By Mark Heaney
When it comes to the English language, we all make mistakes. It can be good fun though.
Ever been listening to a song you’ve heard a million times or more, and the penny will finally drop, they’re not saying “I’ll love you til the end” but rather “I hate you and your friends”? A slight exaggeration perhaps, but I have often run into difficulties when it comes to deciphering song lyrics. Liam Gallagher’s sneering vocals or the inebriated snarl of The Pogues’ Shane McGowan have often had me running for the CD sleeve or for Whataretheyonabout.com for the lyrics to find out, well, what they are on about.
Seemingly, I am not alone. People have historically misheard all types of highly improbable declarations: Creedence Clearwater Revival speaking of a bathroom on the right (“There’s a bad moon on the rise”); The Stone Roses’ Ian Brown wanting to be a dog, or a door (“I wanna be adored”); Jimi Hendrix politely asking to be excused while he kisses some guy (“Excuse me while I kiss the sky”), and Whitney Houston declaring herself to be Henry Walnut (“I’m every woman”). Now I can’t see why Whitney Houston would have wanted to let people know that she was in fact Henry Walnut, whoever he may be, but my friend did, and despite my protestations, refused to hear anything to the contrary.
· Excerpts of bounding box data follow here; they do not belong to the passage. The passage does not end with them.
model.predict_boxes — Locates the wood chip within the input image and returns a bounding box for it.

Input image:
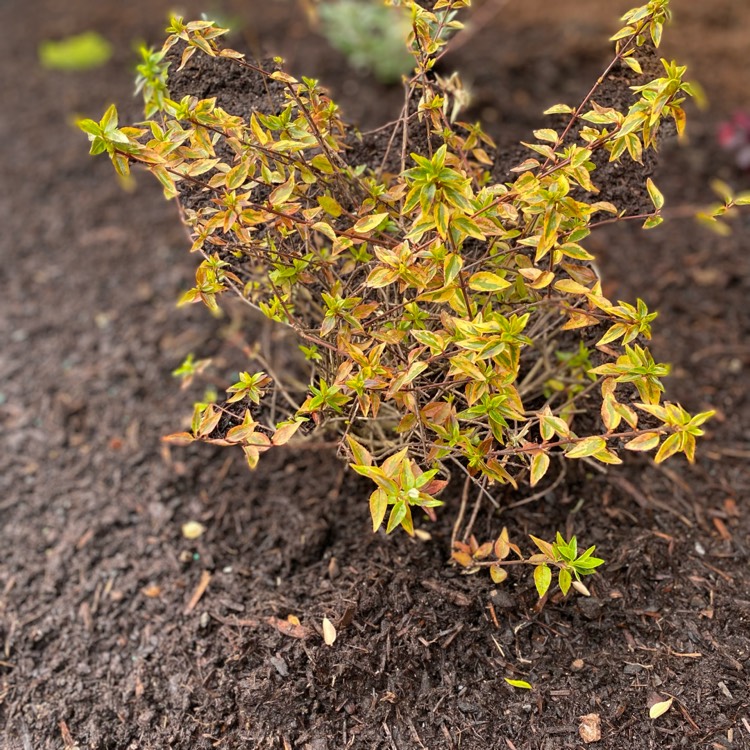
[266,617,311,640]
[578,714,602,744]
[185,570,211,615]
[323,617,336,646]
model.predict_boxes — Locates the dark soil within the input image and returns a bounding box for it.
[0,0,750,750]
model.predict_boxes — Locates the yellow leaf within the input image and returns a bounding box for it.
[323,617,336,646]
[182,521,206,539]
[503,677,532,690]
[648,698,674,719]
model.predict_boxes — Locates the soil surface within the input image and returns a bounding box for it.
[0,0,750,750]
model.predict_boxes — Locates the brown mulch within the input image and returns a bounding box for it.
[0,0,750,750]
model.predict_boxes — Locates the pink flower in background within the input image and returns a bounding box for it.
[717,112,750,170]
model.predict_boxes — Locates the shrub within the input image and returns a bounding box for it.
[80,0,711,595]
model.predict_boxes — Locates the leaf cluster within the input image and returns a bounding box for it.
[79,0,724,593]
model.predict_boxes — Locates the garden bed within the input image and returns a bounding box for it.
[0,0,750,750]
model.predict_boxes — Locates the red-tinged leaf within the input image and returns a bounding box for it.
[625,432,661,451]
[162,432,195,445]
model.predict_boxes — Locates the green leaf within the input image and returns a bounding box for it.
[385,500,407,534]
[353,211,388,234]
[534,128,558,143]
[490,565,508,583]
[557,568,573,596]
[370,489,388,532]
[534,563,552,599]
[39,31,112,71]
[544,104,575,115]
[469,271,511,292]
[625,432,660,451]
[646,177,664,211]
[346,435,373,466]
[530,453,549,487]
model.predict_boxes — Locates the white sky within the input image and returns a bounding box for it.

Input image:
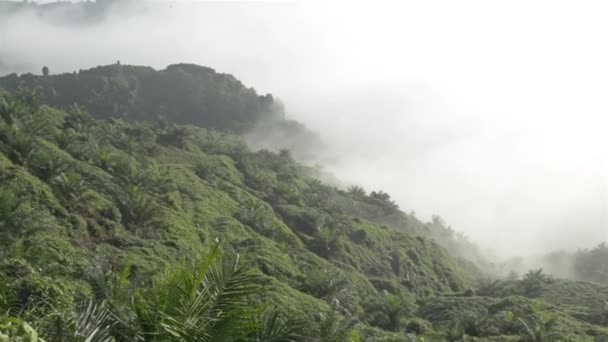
[0,0,608,254]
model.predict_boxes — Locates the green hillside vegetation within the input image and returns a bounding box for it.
[0,66,608,342]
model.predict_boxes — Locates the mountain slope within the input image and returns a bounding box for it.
[0,66,608,341]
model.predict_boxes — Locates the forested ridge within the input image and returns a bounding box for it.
[0,64,608,341]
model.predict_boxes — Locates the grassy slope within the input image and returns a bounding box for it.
[0,65,608,341]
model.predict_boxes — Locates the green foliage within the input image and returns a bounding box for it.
[0,65,608,342]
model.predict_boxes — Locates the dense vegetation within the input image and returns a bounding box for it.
[0,65,608,341]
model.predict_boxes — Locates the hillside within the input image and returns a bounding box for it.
[0,65,608,341]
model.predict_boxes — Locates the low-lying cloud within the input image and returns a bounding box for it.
[0,1,608,255]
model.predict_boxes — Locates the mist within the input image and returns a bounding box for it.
[0,1,608,256]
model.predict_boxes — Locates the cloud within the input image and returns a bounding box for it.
[0,1,608,254]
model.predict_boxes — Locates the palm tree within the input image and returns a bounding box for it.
[127,244,300,342]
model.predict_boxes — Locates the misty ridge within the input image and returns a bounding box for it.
[0,0,608,288]
[0,0,608,342]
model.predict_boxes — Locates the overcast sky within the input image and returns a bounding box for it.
[0,0,608,255]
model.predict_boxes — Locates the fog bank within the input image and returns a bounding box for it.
[0,1,608,255]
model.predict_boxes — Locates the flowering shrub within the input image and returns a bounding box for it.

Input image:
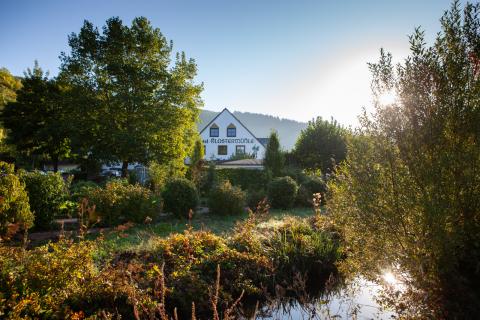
[208,181,246,215]
[162,178,198,218]
[20,171,68,230]
[295,177,327,207]
[86,179,161,226]
[268,176,298,209]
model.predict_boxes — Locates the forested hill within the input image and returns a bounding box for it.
[198,110,307,150]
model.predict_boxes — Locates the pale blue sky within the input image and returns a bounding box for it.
[0,0,458,125]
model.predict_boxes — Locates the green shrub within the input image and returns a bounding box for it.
[264,217,342,282]
[70,180,100,202]
[208,180,246,215]
[0,162,34,237]
[296,177,327,207]
[87,179,161,226]
[20,171,68,230]
[268,177,298,209]
[247,189,268,210]
[216,168,269,190]
[162,178,198,217]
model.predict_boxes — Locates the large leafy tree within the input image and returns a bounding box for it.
[60,17,202,176]
[293,117,347,173]
[0,68,22,152]
[1,62,70,171]
[329,2,480,319]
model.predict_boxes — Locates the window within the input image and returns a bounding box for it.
[218,145,228,156]
[210,123,219,137]
[235,146,245,154]
[227,124,237,137]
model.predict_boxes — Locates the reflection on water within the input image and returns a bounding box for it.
[246,274,397,319]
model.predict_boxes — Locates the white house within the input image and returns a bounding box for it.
[200,108,267,160]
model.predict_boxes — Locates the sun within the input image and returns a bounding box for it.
[382,271,398,286]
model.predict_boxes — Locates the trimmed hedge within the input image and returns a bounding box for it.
[296,177,327,207]
[162,178,198,218]
[247,189,268,210]
[20,171,69,230]
[87,179,161,226]
[208,180,246,215]
[268,177,298,209]
[216,168,269,190]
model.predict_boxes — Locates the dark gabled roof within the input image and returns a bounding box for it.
[200,108,266,147]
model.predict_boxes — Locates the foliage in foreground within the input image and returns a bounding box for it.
[0,214,340,319]
[0,162,35,241]
[268,176,298,209]
[208,181,246,215]
[329,2,480,319]
[162,178,198,218]
[292,117,348,173]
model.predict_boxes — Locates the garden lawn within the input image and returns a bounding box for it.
[98,208,315,257]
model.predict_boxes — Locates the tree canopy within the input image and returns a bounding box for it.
[60,17,202,175]
[1,62,70,171]
[328,2,480,319]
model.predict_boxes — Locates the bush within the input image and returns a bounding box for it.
[247,189,268,210]
[216,168,269,190]
[162,178,198,217]
[0,162,34,238]
[20,171,68,230]
[208,180,246,215]
[87,179,161,225]
[70,180,100,202]
[268,177,298,209]
[296,177,327,207]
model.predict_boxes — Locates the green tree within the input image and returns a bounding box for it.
[0,162,35,240]
[293,117,347,173]
[60,17,202,176]
[0,61,70,171]
[328,2,480,319]
[0,68,22,152]
[263,131,285,177]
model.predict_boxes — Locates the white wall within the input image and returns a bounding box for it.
[201,109,265,160]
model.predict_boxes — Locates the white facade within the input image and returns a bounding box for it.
[200,108,265,160]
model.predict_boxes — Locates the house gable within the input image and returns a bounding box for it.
[200,108,265,160]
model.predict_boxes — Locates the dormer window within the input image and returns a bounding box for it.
[210,123,219,137]
[227,123,237,137]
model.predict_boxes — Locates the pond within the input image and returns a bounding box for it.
[244,277,395,320]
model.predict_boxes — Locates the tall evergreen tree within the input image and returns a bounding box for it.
[263,131,285,177]
[0,62,70,171]
[327,1,480,319]
[61,17,202,176]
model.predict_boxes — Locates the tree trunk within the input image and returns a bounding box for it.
[122,161,128,178]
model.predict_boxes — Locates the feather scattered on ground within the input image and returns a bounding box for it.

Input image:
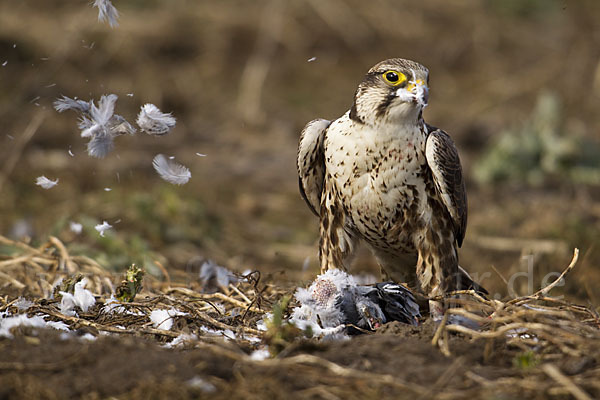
[60,278,96,316]
[152,154,192,185]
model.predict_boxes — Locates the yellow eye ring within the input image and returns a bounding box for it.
[381,69,407,86]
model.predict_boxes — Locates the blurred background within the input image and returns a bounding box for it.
[0,0,600,306]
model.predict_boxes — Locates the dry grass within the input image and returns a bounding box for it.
[0,237,600,400]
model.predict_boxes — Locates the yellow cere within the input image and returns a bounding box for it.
[381,69,407,86]
[406,79,427,90]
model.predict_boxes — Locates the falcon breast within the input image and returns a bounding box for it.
[297,58,483,318]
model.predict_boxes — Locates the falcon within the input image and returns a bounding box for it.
[297,58,485,319]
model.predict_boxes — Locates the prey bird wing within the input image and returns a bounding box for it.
[297,119,331,216]
[425,126,467,247]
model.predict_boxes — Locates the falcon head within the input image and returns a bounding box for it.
[350,58,429,124]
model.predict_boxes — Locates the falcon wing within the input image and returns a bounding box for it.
[297,119,331,216]
[425,126,467,247]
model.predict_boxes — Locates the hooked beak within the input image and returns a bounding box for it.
[396,71,429,108]
[406,79,429,108]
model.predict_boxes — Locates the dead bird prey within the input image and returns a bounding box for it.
[291,269,421,337]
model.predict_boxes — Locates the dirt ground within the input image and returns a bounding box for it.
[0,0,600,399]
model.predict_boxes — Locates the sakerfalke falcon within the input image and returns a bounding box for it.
[297,58,483,318]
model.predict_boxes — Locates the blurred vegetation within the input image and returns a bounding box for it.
[473,93,600,186]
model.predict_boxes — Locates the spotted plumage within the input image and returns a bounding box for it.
[297,58,486,318]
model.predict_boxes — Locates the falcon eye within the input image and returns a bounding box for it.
[381,70,406,86]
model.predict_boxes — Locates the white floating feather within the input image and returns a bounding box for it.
[35,175,58,189]
[94,221,112,237]
[152,154,192,185]
[93,0,119,28]
[69,221,83,235]
[136,103,176,136]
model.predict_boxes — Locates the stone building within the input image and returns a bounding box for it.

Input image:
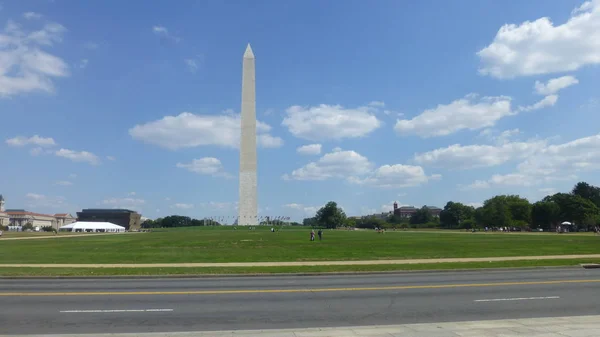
[77,208,142,230]
[0,194,75,230]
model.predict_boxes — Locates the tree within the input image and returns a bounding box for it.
[531,201,560,230]
[543,193,600,224]
[571,181,600,207]
[302,217,317,227]
[440,201,475,228]
[479,195,531,227]
[356,216,386,228]
[410,206,433,225]
[315,201,346,228]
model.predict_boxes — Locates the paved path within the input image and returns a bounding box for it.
[0,268,600,337]
[0,254,600,268]
[0,232,130,242]
[5,315,600,337]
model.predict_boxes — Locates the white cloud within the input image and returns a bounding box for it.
[101,198,146,209]
[467,134,600,188]
[200,201,238,210]
[414,138,546,169]
[25,193,66,209]
[283,203,319,215]
[129,112,283,150]
[6,135,56,147]
[54,149,100,165]
[284,151,373,180]
[296,144,322,155]
[281,104,381,141]
[394,94,515,137]
[369,101,385,108]
[79,59,89,69]
[256,133,283,149]
[152,25,181,42]
[29,147,44,156]
[176,157,230,177]
[477,0,600,78]
[282,148,441,188]
[534,76,579,96]
[349,164,441,188]
[183,59,198,73]
[519,95,558,111]
[0,21,69,97]
[83,41,100,50]
[23,12,42,20]
[538,187,556,195]
[171,203,194,209]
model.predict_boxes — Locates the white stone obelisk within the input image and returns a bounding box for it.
[238,44,258,226]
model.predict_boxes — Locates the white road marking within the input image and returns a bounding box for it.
[474,296,560,302]
[60,309,173,314]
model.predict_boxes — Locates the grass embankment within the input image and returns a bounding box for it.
[0,259,598,277]
[0,227,600,270]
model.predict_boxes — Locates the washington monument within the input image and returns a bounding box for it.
[238,44,258,226]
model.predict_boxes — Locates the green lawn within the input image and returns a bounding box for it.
[0,259,598,277]
[0,227,600,269]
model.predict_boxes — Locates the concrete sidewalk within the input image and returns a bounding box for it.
[0,315,600,337]
[0,254,600,268]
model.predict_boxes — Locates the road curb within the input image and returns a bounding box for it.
[0,264,584,280]
[581,263,600,269]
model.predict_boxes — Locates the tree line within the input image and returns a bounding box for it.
[303,182,600,230]
[141,215,301,229]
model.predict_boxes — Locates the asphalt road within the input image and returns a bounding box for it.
[0,268,600,335]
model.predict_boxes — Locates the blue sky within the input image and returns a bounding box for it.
[0,0,600,220]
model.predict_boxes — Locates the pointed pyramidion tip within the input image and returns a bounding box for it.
[244,43,254,59]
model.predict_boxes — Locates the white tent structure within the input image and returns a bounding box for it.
[59,221,125,233]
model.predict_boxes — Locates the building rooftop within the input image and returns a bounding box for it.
[77,208,137,213]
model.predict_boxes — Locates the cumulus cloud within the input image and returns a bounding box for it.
[283,149,434,188]
[0,21,69,97]
[467,134,600,188]
[152,25,181,43]
[534,76,579,95]
[414,140,547,169]
[171,203,194,209]
[284,150,373,180]
[6,135,56,147]
[349,164,441,188]
[25,193,66,208]
[281,104,382,141]
[101,197,146,210]
[54,149,100,165]
[296,144,322,155]
[176,157,230,177]
[394,94,515,137]
[183,59,198,73]
[477,0,600,78]
[283,203,320,216]
[129,112,283,150]
[23,12,42,20]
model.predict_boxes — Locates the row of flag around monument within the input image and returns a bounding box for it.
[206,215,291,222]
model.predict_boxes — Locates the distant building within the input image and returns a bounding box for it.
[77,208,142,230]
[393,202,442,218]
[0,194,75,230]
[0,194,10,226]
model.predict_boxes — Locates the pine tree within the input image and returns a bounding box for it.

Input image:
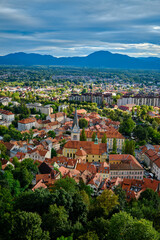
[92,132,96,142]
[113,138,117,153]
[102,133,107,143]
[80,128,87,141]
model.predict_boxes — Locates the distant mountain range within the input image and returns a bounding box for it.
[0,51,160,69]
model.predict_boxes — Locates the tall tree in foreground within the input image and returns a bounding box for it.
[80,128,87,141]
[92,132,96,142]
[113,138,117,153]
[102,133,107,143]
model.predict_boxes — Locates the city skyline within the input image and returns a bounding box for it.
[0,0,160,57]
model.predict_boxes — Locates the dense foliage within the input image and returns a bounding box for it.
[0,158,160,240]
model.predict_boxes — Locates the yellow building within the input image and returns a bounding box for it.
[62,141,108,162]
[85,127,125,151]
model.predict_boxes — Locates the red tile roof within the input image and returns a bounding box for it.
[18,118,36,124]
[64,141,107,155]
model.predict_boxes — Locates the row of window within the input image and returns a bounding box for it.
[111,171,142,175]
[110,176,143,179]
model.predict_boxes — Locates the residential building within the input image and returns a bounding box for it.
[71,109,80,141]
[85,127,125,151]
[18,118,36,131]
[26,103,53,115]
[109,154,144,179]
[62,141,108,162]
[0,109,15,123]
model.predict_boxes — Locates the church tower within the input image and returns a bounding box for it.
[71,108,80,141]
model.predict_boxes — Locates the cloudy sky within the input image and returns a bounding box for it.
[0,0,160,57]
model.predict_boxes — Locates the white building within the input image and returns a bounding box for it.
[26,103,53,115]
[18,118,36,131]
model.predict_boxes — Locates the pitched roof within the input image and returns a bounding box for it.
[109,154,143,170]
[64,141,107,155]
[0,109,14,115]
[75,149,87,156]
[32,179,47,191]
[18,118,36,124]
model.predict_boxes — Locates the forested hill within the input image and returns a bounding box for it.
[0,51,160,70]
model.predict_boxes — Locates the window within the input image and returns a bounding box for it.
[73,135,77,141]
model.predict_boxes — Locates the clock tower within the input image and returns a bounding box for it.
[71,108,80,141]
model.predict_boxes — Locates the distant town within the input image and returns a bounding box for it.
[0,66,160,240]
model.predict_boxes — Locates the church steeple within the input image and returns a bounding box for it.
[71,107,80,141]
[72,107,79,129]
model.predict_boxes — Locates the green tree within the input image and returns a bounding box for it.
[80,128,87,141]
[3,134,11,142]
[107,212,159,240]
[0,143,7,155]
[78,231,99,240]
[47,130,56,138]
[114,185,127,210]
[119,117,135,136]
[13,167,33,189]
[43,204,70,239]
[133,125,148,141]
[102,133,107,143]
[51,148,57,158]
[124,140,135,156]
[11,212,50,240]
[92,132,96,142]
[79,118,88,128]
[113,138,117,153]
[53,177,77,196]
[97,190,119,215]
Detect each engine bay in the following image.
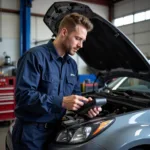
[62,92,149,127]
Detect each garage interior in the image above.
[0,0,150,150]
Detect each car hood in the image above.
[44,2,150,80]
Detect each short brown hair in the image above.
[58,13,93,32]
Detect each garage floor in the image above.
[0,122,9,150]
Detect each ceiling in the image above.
[76,0,123,6]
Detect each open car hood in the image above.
[44,1,150,81]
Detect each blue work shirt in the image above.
[15,41,81,122]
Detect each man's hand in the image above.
[87,97,102,118]
[62,95,89,110]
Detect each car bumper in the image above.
[48,142,106,150]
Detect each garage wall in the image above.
[114,0,150,58]
[0,0,108,74]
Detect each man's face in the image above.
[63,25,87,55]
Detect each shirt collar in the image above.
[47,40,70,63]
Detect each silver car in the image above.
[6,2,150,150]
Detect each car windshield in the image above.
[108,77,150,93]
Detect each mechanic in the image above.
[12,13,101,150]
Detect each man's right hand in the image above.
[62,95,89,110]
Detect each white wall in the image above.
[0,0,108,74]
[114,0,150,58]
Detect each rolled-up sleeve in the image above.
[15,52,63,114]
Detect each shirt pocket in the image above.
[64,76,77,95]
[41,73,58,95]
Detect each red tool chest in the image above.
[0,77,16,121]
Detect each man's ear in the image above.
[61,28,68,37]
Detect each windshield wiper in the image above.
[103,87,132,99]
[113,90,150,99]
[110,90,132,98]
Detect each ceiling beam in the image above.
[76,0,111,6]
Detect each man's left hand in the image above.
[87,97,102,118]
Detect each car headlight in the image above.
[56,119,114,144]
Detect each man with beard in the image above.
[12,13,101,150]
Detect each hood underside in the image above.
[44,2,150,80]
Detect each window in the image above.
[123,15,133,25]
[114,17,123,27]
[114,10,150,27]
[146,10,150,20]
[134,12,145,22]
Such mishearings and misinterpretations of lines in a poem or lyrics in a song were coined mondegreens by American writer Sylvia Wright in 1954. As a young girl, she had misheard a line from a 17th-century ballad, hearing “They hae slain the Earl O’ Moray, And Lady Mondegreen” instead of the actual last line “And laid him on the green.” Likewise, other misinterpretations have their own coinages.
It always makes me laugh to hear my mum refer to her recent forgetfulness as ‘Oultimers disease’, the Irish variant of “Oldtimers disease” and of course the misheard version of the very real illness, Alzheimer’s disease. What I didn’t know until recently was that this was called an eggcorn, the substitution of a word or phrase for another that sounds similar but where the substitution has some logic behind it. The term “eggcorn” itself came from one woman’s misunderstanding of “acorn” (granted, it does look a bit eggy) and the term has come to be used for all such substitutions, such as “ex-patriot” (instead of “expatriate”) and “shoe-in” (as opposed to the correct “shoo-in”).
Conversely, malapropisms are substitutions that come from a mishearing but where the resultant phrase does not make any sense – although it will generally make people laugh. Think Del Boy of Only Fools and Horses declaring it was “good to be back on the old terracotta” and not “terra firma” and you get an idea of the comedy potential.
Meanwhile, Folk etymology refers to popularly held assumptions and beliefs about the origin of a word or phrase, assumptions that are based on common sense but which often prove to be false and enter into the lexicon in any case. Examples include the use of “chaise lounge” (a chair for your living room) which comes from the original “chaise longue” meaning “long chair”, and “butt-naked”, which again makes sense but which actually comes from “buck-naked” as in the buck of the deer and later Indian brave varieties.
Lastly, and my own personal favourite, spoonerisms are the mixing up of the consonants and/ or vowels in words and named after an English reverend who suffered from this comic affliction. Perhaps the most famous example is the ingenious “I’d rather have a bottle in front of me than a frontal lobotomy”. Whether accidental tips of the slongue – sorry, slips of the tongue – or intentional plays on words, they are ripe comedy fodder.
Who’d have thought that making mistakes could have such comedy potential? A bit like seeing somebody fall over, only doing so with words.